The Thinking Process Revealed
The user's question reveals a sophisticated mental model of the project's trajectory. They are not micromanaging the training — they have delegated that to the assistant and are letting it run. Instead, they are thinking ahead to the evaluation phase, anticipating the moment when the training completes and the new drafter must be deployed and benchmarked.
This forward-looking mindset is characteristic of effective technical leadership in ML projects. The training is the easy part (just wait for GPUs to finish). The hard part is the evaluation: deploying the model correctly, configuring SGLang's speculative decoding arguments (which have proven tricky — the assistant previously had to correct --num-speculative-tokens to --speculative-num-draft-tokens and add --speculative-num-steps), running benchmarks reproducibly, and interpreting the results.

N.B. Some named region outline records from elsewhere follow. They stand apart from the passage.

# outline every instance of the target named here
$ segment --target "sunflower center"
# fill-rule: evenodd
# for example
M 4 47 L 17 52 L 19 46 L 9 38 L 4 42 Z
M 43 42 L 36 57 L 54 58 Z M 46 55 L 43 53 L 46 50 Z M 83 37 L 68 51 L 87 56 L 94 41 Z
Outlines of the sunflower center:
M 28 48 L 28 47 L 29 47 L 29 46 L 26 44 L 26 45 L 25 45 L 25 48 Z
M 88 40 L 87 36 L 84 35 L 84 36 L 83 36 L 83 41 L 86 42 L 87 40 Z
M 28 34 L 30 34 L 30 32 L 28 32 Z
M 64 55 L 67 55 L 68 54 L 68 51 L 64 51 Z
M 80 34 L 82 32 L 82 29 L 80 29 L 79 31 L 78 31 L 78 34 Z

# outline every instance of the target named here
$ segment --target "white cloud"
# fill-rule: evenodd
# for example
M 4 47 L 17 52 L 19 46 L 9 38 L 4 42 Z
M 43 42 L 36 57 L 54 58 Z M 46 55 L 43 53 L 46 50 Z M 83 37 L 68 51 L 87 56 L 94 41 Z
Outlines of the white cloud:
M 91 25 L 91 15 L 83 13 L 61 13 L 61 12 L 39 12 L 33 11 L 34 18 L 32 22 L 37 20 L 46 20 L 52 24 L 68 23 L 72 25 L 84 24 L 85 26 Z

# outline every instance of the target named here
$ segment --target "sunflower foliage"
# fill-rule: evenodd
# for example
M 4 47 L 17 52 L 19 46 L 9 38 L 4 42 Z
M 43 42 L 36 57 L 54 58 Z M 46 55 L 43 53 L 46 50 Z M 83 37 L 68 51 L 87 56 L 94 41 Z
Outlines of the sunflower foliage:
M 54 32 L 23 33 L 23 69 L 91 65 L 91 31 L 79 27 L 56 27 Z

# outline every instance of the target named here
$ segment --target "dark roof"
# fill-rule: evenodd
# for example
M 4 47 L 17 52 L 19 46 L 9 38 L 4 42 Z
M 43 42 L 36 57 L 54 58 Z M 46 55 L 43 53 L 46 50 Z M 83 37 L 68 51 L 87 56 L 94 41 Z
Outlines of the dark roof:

By asking for the baseline numbers now — hours before the training completes — the user ensures that when the training finishes, the team can move immediately to evaluation without scrambling to re-establish the baseline. This is preparation for the next bottleneck.
Conclusion
Message 4291 is a deceptively simple question that marks a strategic inflection point in a complex ML engineering project. It signals the transition from training to evaluation, re-establishes the project's success criteria, and demonstrates forward-thinking project management. In the broader narrative of the opencode session, this message is the moment when the team looks up from the trenches of kernel compilation errors and batch size tuning to ask: "What are we actually trying to achieve?" The answer — beating 90 tok/s — provides clarity and direction for the critical evaluation phase ahead.